Group name: Unity Union

Financial Analysis

SUBMITTED BY:

USMAN SALEEM F20BA107


FARHAN QADIR F20BA128
BILAL AZIZ F20BA133
JUNAID SHAKOOR KHAN F20BA137
Financial Analysis

FINANCIAL STRATEGIES

Here is a detailed balance sheet analysis and cash flow analysis :

Objectives

 Establish a commercial dairy farm with 50 milking cows in the first year, scaling up to 150 cows
over 3 years
 Achieve an average milk production of 25 liters per cow per day
 Build direct relationships with milk processors, retailers, and consumers to sell milk
 Generate annual revenues of PKR 150 million and net profit margin of 20% by year 3
 Adopt sustainable and ethical farming practices for animal welfare and minimal environmental impact.

Overall Budget

Items Year 1 Year 2 Year 3

Land Purchase 10,000,000 - -

Farm Construction 15,000,000 5,000,000 5,000,000

Cows Purchase (50/100/150) 25,000,000 50,000,000 75,000,000

Equipment & Machinery 10,000,000 5,000,000 5,000,000

Working Capital 10,000,000 15,000,000 25,000,000

Total 70,000,000 75,000,000 110,000,000


Funding

Here are some additional details on the funding and capital structure for the dairy farming business:

 There are 5 equal partners who will each contribute PKR 14,000,000 as equity capital.
 Total equity funding in Year 1 is PKR 70,000,000.
 No external debt or loans will be taken initially. The business will be entirely equity financed.
 Each partner will contribute their share of equity upfront before operations commence.
 The partnership agreement will specify the ownership percentages and profit/loss sharing ratio as
20% each for the 5 partners.
 If additional capital is required in future years for expansion, the partners will infuse fresh equity in
proportion to their ownership.
 The partners can also choose to reinvest company profits as retained earnings rather than distribute
dividends.
 External funding from banks may be considered in later years once the business is more established
and profitable.
 The conservative capital structure with no debt helps ensure stability and sustain growth during the
initial years.
 Equity financing allows the partners to retain control over the business strategy rather than being
beholden to lenders.
 The partners will participate in key management decisions based on a unanimous voting structure.
 Any transfer of ownership between partners will be governed by the partnership agreement terms.
 The equity capital gives sufficient cushion to undertake planned investments in cows, machinery,
and facilities over the first 3 years.
 Financial discipline will be important to generate healthy cash flows and return on equity for the
partners.

Balance Sheet
Year 1

Assets

Cash 20,000,000

Accounts Receivable 5,000,000

Inventory 3,000,000

Fixed Assets 60,000,000

Total Assets 88,000,000

Liabilities
Year 1

Accounts Payable 4,000,000

Total Liabilities 4,000,000

Equity

Partner's Equity 70,000,000

Retained Earnings 11,250,000

Total Equity 84,000,000

Total Liabilities & Equity 88,000,000

Details

 Cash: Includes cash capital injected by partners as well as operating cash flows.
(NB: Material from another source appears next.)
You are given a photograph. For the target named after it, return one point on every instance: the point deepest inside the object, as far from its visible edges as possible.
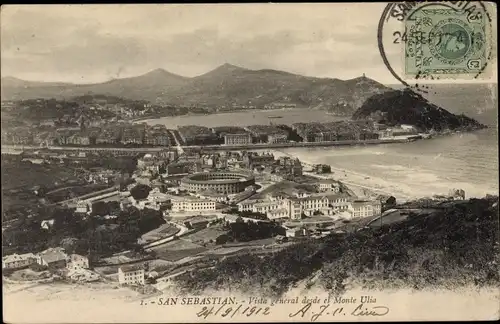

Vital for funding
day- to-day operations.
 Accounts Receivable: Outstanding payments from customers for milk sales. Kept at 5-10% of revenue.
 Inventory: Raw materials like cattle feed and supplies kept in stock. Manageable at 3-5% of revenue.
 Fixed Assets: Capital expenditures like land, buildings, equipment. Largest asset, financed by partner
equity.
 Accounts Payable: Outstanding payments owed to suppliers for inventory purchases.
 Partner's Equity: Equal equity contribution from each of the 5 partners.
 Retained Earnings: The profits generated by the business that are reinvested rather than distributed.

Cash Flow Statement


Year 1
Operating Activities
Net Profit 11,250,000
Adjustments to reconcile net profit:
Depreciation 6,000,000
Changes in Working Capital (2,000,000)
Cash from Operations 15,250,000
Investing Activities
Capital Expenditure (70,000,000)
Cash from Investing (70,000,000)
Financing Activities
Equity Investment 70,000,000
Cash from Financing 70,000,000
Year 1
Net Change in Cash 15,250,000
Beginning Cash 4,750,000
Ending Cash 20,000,000

Details:

 Net Profit: Starting point for calculating cash from operations.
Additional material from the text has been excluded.